Researchers at the University of Shanghai have created a storage device with DVD-like dimensions but a huge 1.6 petabits of data. With data density 4,000 times that of Blu-Ray, it can hold a century’s worth of movies. This device could be help transform data storage and minimize the size of data centers.  

Fingerprint detection is a technique used to collect evidence at a crime scene, but the harsh chemicals are bad for the environment, people and even the evidence itself. A new technique for lifting fingerprints using water-soluble sprays inspired by jellyfish was developed by scientists from University of Bath and Shanghai Normal University. These dyes glow under blue light, offering safer, faster, and more effective detection.

Humans have a deep relationship with music, with all cultures having one form of the art. KAIST researchers wanted to understand the how music is processed by our brains. The team created artificial neurons to mimic human auditory cortex and then stimulated them with different sounds. Some of the fake neurons responded to musical sounds more than non-musical sounds.

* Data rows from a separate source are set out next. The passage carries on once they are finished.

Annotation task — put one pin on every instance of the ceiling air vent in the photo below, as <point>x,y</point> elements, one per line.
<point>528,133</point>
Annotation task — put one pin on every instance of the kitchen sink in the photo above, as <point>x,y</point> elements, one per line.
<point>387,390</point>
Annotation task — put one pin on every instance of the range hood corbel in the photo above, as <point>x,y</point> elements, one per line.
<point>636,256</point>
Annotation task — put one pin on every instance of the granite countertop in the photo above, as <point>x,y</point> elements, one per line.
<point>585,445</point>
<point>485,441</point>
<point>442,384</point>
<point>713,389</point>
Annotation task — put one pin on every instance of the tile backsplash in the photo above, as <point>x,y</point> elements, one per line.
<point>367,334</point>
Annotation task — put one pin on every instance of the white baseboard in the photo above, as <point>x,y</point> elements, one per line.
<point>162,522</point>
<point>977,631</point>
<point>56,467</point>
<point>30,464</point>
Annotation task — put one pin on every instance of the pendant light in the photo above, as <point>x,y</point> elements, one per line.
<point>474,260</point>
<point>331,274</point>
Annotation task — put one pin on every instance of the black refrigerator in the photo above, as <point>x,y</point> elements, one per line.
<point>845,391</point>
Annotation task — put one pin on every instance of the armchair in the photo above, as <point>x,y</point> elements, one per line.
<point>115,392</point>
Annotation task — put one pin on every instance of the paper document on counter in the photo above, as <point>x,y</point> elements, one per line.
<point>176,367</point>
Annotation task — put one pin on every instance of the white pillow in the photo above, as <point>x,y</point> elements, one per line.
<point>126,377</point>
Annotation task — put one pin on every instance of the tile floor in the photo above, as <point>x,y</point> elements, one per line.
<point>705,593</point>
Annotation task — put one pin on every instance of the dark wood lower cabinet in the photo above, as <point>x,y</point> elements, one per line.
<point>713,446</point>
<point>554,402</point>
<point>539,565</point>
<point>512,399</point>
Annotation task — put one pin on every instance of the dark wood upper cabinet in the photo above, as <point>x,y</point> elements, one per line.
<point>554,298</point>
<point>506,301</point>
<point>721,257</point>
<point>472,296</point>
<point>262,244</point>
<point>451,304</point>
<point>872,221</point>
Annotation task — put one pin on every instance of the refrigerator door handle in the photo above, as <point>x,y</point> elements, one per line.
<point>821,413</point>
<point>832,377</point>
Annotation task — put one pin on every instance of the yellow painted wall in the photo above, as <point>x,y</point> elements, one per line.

A Chinese-led team featuring the Huazhong University of Science and Technology, the University of Science and Technology of China, and the University of Auckland, developed an efficient and durable electrolysis system that could take us a step further towards a carbon neutral future. The system takes CO2 and transforms it into formic acid, a useful chemical, by using a solution and a catalyst. The team say that old parts of batteries can be used in this system, also promoting battery recycling.